Os departamentos de Inglês ensinam ideologia em vez de literatura
LIZA LIBES
4 de Maio de 2026
Quando me mudei para a cidade de Nova Iorque, o meu mundo inteiro ardeu até às cinzas.
Frequentei uma escola secundária privada orientada para as áreas STEM. Os meus colegas, versados em matemática, química e economia, tinham passado os quatro anos anteriores a preparar-se para carreiras na banca, medicina e engenharia — os chamados empregos “lucrativos” do nosso tempo. Os seus pais abastados tinham-nos encaminhado para percursos mais “estáveis” por boas razões, mas, numa reviravolta invulgar, a minha família de imigrantes foi muito mais permissiva comigo — e sempre me incentivou a perseguir os meus sonhos.
Para mim, esses sonhos eram estudar literatura e tornar-me uma escritora famosa.
Não era totalmente imprática. Continuava a aplicar-me nas disciplinas de matemática e ciências e considerava os negócios e o direito como possíveis alternativas profissionais. Na universidade, inscrevi-me em cadeiras de psicologia e economia para ter um plano de reserva, mas sabia desde o início que o meu coração nunca esteve verdadeiramente em nenhum dos meus Planos B. Ia ser escritora custasse o que custasse — e não apenas escritora, mas também académica, versada na grande tradição humanista do estudo da literatura.
E quão extraordinário seria se, à semelhança de David Foster Wallace ou Toni Morrison, um dia pudesse ensinar os meus próprios romances à próxima geração de grandes pensadores?
Ser académica seria também a via rápida para aperfeiçoar a minha escrita. Afinal, a única forma de nos tornarmos grandes escritores é ler grande literatura — e, dedicando-me à academia, poderia certamente dar a minha própria contribuição para uma tradição secular de narrativa verbal.
Na minha perspectiva, literatura e tradição eram inseparáveis. Herdara esta forma de pensar do meu ídolo literário, o poeta modernista T. S. Eliot, que acreditava que a criação literária só era possível através do estabelecimento de um diálogo secular com os mestres do passado. Talvez os poetas modernistas americanos sempre tivessem querido “tornar tudo novo”, nas palavras de Ezra Pound, mas não poderia haver “novo” sem o antigo.
Eliot era bastante burkeano, e não é por acaso que Edmund Burke ficou na história não apenas por insistir que devemos respeitar a tradição dos nossos antepassados, mas também por sugerir que a experiência estética está intimamente ligada à beleza e ao sublime.
E era isso que a literatura sempre significara para mim — e a razão pela qual queria estudá-la tão ardentemente: era a coisa mais próxima de uma manifestação física da beleza na alma humana.
Assim, para mim, o estudo da literatura era, por natureza, uma actividade tradicional — uma disciplina que acreditava na preservação das coisas belas. Era um campo de estudo que nos permitia sondar as profundezas da nossa psique e examinar as questões que nos tornam humanos.
Podem imaginar o meu espanto quando descobri que, por uma qualquer perversão do destino, a literatura se tornara praticamente sinónimo de esquerdismo radical na academia literária contemporânea.
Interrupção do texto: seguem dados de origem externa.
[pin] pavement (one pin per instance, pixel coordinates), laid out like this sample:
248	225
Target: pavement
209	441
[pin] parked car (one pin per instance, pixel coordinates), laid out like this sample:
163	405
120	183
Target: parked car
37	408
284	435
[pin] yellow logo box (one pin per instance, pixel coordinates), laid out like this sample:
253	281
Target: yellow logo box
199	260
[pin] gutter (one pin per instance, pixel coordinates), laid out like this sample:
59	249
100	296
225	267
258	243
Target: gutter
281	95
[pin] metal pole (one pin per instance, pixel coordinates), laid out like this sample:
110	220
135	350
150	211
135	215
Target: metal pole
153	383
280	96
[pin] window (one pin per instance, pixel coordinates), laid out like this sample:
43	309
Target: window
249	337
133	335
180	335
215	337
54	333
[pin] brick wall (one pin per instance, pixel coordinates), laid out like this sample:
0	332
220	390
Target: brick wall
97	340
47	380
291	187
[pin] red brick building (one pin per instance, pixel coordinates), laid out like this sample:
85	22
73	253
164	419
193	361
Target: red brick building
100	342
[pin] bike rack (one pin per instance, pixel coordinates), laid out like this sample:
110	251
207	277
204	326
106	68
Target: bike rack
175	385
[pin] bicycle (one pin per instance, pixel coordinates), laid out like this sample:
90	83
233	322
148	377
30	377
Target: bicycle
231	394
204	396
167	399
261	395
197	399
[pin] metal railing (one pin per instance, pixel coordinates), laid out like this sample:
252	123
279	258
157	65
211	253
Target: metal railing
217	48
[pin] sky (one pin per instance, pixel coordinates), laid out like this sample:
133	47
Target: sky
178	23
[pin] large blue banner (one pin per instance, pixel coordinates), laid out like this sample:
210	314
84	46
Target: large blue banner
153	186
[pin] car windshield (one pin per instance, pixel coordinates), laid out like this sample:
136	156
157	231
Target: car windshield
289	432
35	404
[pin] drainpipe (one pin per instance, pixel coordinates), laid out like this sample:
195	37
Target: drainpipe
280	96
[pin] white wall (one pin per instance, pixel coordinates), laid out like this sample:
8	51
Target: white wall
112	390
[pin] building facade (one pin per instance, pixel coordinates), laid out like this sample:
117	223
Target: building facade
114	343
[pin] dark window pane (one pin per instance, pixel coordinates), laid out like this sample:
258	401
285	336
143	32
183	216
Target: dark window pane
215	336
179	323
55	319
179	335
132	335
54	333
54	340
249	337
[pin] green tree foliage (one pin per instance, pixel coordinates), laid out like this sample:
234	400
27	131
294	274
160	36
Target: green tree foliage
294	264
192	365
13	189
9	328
Só um ou dois anos depois consegui perceber exactamente o que estava errado, mas mesmo no primeiro dia da semana de acolhimento do primeiro ano senti que algo não estava bem.
Era o ano de 2015. Um avião acabara de se despenhar em Inglaterra e Trevor Noah acabara de assumir a apresentação do The Daily Show. As tensões aumentavam na Alemanha devido ao agravamento da crise dos refugiados sírios, e Donald Trump ainda era conhecido sobretudo como um magnata imobiliário bilionário. Os debates das primárias republicanas aproximavam-se e a nova palavra da moda no campus era “correcção política”.
Era assim que as coisas estavam naquela manhã quente de finais de Agosto. Ninguém tinha ainda ouvido a palavra “woke” no sentido em que hoje a entendemos — mas, sem que a Liza de dezoito anos o soubesse, a Universidade de Columbia era muito mais “woke” do que o resto da sociedade.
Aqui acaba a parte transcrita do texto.